If the chinese government releases the linux source with the borrowed MS protocols, the MS wins doubly. There is no way that those enhancements will be included in a western Linux, and it would be very difficult to independently engineer the enhancements in such a way that there would not be significant copyright issues.

In any case, MS can change the protocol at any time, as it did with it's IM service, or even purposefully create messages that will break the competing service, as it did to Navigator.

Timing

[Nishi-no-wan]

Did anyone else notice that it was soon after Balmer testified in the anti-trust sit-com about how revealing Microsoft's source code would be a national security threat, that China and several eastern European countries bought into Microsoft's Shared Source inititive?

Re:Whats the use?

[wawannem]

What you are referring to isn't a True example. It is a theoritical example.

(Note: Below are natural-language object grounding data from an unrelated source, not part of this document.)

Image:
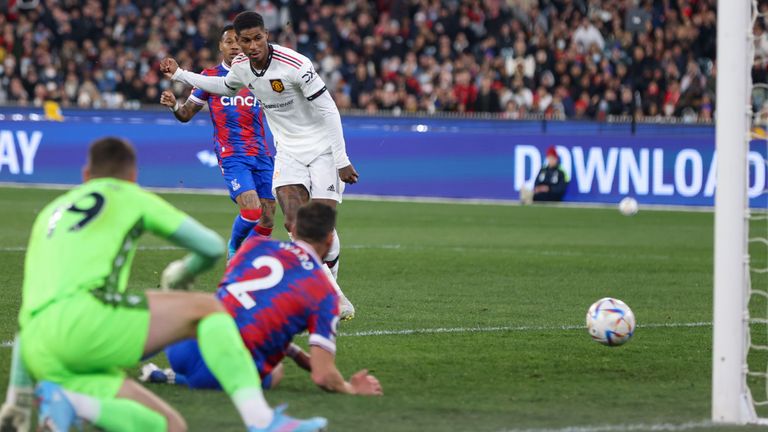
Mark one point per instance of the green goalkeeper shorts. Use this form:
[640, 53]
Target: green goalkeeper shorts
[83, 342]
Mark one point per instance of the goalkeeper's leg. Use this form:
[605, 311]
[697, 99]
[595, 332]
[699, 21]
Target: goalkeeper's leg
[17, 409]
[134, 409]
[179, 315]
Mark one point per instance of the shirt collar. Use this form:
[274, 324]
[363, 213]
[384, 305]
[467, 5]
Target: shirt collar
[308, 249]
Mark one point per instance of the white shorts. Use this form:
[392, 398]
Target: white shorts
[320, 177]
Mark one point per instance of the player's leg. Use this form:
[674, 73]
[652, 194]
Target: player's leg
[16, 411]
[291, 186]
[179, 315]
[262, 170]
[327, 188]
[78, 362]
[242, 190]
[291, 197]
[331, 259]
[133, 409]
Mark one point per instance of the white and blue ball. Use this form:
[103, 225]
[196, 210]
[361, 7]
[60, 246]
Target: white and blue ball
[628, 206]
[610, 322]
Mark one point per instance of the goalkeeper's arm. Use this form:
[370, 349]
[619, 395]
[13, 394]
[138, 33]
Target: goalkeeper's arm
[206, 247]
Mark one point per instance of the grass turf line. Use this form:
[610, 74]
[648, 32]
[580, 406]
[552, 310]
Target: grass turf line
[473, 266]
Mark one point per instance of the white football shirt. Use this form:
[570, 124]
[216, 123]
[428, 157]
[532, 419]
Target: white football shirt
[286, 89]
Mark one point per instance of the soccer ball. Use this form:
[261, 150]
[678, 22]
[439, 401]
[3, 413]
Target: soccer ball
[610, 322]
[628, 206]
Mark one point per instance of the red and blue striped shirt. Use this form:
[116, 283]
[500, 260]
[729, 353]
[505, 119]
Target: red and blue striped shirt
[238, 121]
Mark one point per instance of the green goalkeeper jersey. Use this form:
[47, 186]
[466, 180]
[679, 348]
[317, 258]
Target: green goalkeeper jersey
[86, 240]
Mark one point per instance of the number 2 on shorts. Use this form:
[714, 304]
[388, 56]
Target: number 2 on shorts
[241, 289]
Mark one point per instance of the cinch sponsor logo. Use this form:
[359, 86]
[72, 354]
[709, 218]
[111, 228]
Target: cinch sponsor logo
[683, 172]
[239, 101]
[21, 161]
[278, 105]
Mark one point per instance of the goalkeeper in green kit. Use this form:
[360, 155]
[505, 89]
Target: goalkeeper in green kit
[79, 327]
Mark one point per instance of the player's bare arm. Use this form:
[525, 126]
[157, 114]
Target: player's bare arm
[327, 376]
[183, 113]
[225, 86]
[168, 67]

It is clearly presented in Ken Thompson's famous paper "Reflections on Trusting Trust." It is a very good point, how much can you trust, well, trust...

I trust things to the extent that, if such exploits exist, I would be 0wn3d and there would be nothing I could do about it...

However, so would everyone else, and I am sure there are much more interesting machines to r00t than mine. By the time the l337 haxx0rz got to my machine, the exploit would have been discovered and made headlines...

I have spent a little time in IRC, and I read /. I know that doesn't make me an authority, but I have learned that most of these black hat types are so driven to earn karma from others that they couldn't keep a secret if their livelihood depended on it. To me that means, if they knew about it, so would everyone else in the world. Also, if they find out about the existence of any exploits like this, they would blab.

Therefore, I don't lose any sleep over it, and I figure I'll deal with the problems as they are discovered, and not ponder how many ways a compiler can insert malicious code.